Cuisinier de talent, pâtissier de génie, précurseur et inventeur d'une nouvelle forme de gastronomie, Philippe Conticini est sans conteste l'un des plus grands cuisiniers de l'histoire et considéré par ses pairs comme un représentant incontournable de la gastronomie tricolore. Mais avant de trouver sa voie et de devenir le chef qu'il est, Philippe Conticini a longtemps souffert de son surpoids. Pour Gala, celui que l'on croise régulièrement dans les concours culinaires télévisés comme Top Chef, Le meilleur pâtissier ou encore MasterChef, raconte une enfance difficile passée au coeur de l'art culinaire...
Petits pois et sardines
Pour la rubrique "Il était une fois" de Gala, Philippe Conticini revient sur la particularité physique qui le caractérise, avec laquelle il vit aujourd'hui en harmonie : son surpoids. Il raconte que dès l'enfance, les kilos se sont accumulés sans contrôle. Des kilos liés "au manque de [s]es parents". Ces derniers, Roger et Christiane, sont partis de loin pour atteindre les sommets. Le jour de leur mariage, il n'y avait "que des petits pois et des sardines pour unique repas de noces". Son père débute comme plongeur dans un bar de La Varenne avant de rapidement prendre du galon. Très vite, il ouvre son propre restaurant avec son épouse au début des années 1960, Le Rocher, un relais routier à Vitry. En 1963, celui que le Gault & Millau qualifiera d'"enfant prodige de la pâtisserie" voit le jour.
Six ans plus tard, les parents font l'acquisition d'un autre restaurant qui, au terme de deux années de travaux, deviendra Le restaurant du Parc, futur étoilé au Michelin. En 1972, Philippe Conticini et son frère passent d'un deux-pièces au-dessus du restaurant à un immense 220 m² avec tout le confort moderne, "salle de bains en marbre et jardin privatif". Le revers de la médaille ? Ses parents travaillent "six jours et demi sur sept". C'est pourtant sa mère qui l'initiera à la cuisine, elle qui côtoya Jacques Manière, Bernard Loiseau ou encore Michel Guérard. "Mon père, dur, me faisait très peur, raconte le pâtissier. Il nous éduquait comme il l'avait été lui-même. Sans savoir dire 'je t'aime', sans me prendre dans ses bras." Sa mère ? "Élevée par des parents terribles", elle aimait ses enfants "sans avoir jamais appris comment faire".
"Une laisse de graisse"
C'est vers l'âge de 2, 3 ans que va débuter la vertigineuse prise de poids de Philippe Conticini. A 7 ans, il pèse déjà 42 kilos pour 1,42 mètre. "Je me sentais déjà malheureux, confie-t-il, comme un chien attaché à sa laisse de graisse." Des mots forts, des mots durs dans la bouche du maître de la pâtisserie, fondateur de la Pâtisserie des rêves et créateur des verrines utilisées aujourd'hui partout dans le monde. Les nutritionnistes n'y changeront rien : "En fait, je grossissais du manque de mes parents." Le sport est un échec. A la piscine, il est victime "de moqueries". Au foot, son entraîneur ne veut pas de lui. Seul le tennis de table lui procure un plaisir certain.

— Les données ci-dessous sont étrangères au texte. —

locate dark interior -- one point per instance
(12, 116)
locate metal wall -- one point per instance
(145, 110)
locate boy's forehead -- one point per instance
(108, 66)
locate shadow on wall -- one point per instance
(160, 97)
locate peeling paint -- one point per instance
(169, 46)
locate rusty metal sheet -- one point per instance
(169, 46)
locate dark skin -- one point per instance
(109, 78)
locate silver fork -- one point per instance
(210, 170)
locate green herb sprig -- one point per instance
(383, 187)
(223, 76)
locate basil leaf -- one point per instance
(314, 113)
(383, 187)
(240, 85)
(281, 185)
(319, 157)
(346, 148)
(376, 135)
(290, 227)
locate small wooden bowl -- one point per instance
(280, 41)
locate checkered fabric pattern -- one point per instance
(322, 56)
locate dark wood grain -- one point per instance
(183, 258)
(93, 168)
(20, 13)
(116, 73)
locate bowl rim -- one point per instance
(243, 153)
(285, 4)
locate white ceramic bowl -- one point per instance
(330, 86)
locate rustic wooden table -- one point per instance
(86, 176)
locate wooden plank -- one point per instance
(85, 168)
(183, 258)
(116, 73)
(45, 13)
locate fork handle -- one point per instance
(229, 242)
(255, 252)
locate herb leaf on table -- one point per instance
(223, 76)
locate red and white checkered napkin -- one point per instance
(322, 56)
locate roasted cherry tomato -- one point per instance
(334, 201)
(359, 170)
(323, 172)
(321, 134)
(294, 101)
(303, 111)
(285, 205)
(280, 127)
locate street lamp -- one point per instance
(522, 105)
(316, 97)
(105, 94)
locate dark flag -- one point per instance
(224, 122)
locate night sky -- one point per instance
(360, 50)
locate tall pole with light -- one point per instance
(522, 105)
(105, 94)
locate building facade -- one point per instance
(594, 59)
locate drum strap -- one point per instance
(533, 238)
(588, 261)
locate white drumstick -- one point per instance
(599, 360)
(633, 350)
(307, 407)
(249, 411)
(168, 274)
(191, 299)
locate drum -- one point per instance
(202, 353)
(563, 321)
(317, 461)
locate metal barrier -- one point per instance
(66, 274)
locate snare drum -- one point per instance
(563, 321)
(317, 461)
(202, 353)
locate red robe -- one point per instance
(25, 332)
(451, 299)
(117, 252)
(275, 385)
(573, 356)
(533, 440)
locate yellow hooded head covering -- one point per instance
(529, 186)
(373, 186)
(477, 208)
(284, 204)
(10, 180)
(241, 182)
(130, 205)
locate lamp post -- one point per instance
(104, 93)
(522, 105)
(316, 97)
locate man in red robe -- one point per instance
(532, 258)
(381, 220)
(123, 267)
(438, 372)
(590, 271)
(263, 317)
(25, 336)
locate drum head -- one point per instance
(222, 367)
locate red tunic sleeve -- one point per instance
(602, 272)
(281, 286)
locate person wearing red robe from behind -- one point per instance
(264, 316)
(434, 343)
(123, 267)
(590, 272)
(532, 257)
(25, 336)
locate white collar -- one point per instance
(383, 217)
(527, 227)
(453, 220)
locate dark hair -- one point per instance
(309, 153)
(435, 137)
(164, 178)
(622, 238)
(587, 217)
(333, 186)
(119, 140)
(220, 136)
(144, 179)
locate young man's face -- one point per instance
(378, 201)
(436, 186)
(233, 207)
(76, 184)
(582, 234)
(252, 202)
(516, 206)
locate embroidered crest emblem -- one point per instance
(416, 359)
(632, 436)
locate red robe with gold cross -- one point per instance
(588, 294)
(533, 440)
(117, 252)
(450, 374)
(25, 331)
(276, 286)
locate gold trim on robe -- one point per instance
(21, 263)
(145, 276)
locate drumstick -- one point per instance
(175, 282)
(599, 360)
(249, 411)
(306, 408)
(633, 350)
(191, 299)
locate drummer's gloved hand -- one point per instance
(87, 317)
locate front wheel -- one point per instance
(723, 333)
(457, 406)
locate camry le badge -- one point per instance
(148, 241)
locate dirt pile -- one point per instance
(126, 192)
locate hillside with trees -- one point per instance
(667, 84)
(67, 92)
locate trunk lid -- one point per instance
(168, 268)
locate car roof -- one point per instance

Le service militaire ne lui sera non plus d'une aucune aide, alors qu'il souhaitait absolument le faire. "Pour m'enfuir du cocon familial." L'armée ne l'a finalement pas accepté, officiellement pour psychiatrie (réformé P4 dans le jargon), officieusement pour son poids. Son père, qui ne comprendra jamais son surpoids, lui répète tous les jours que c'est "une tare", qu'il n'a "aucune volonté" et qu'il "n'arrivera jamais à rien dans la vie".
Le jour où tout a changé
Mais "à 23 ou 24 ans", tout change le jour "où j'ai compris que je n'étais pas celui que je croyais être" : "A La Table d'Anvers, le restaurant que nous avions depuis 1986 avec mon frère, les clients me disaient souvent : 'Philippe, vous m'avez touché l'âme.' J'ai pris conscience que, pour la première fois, on me parlait sans voir mes formes, que je pouvais communiquer avec les autres à travers le goût."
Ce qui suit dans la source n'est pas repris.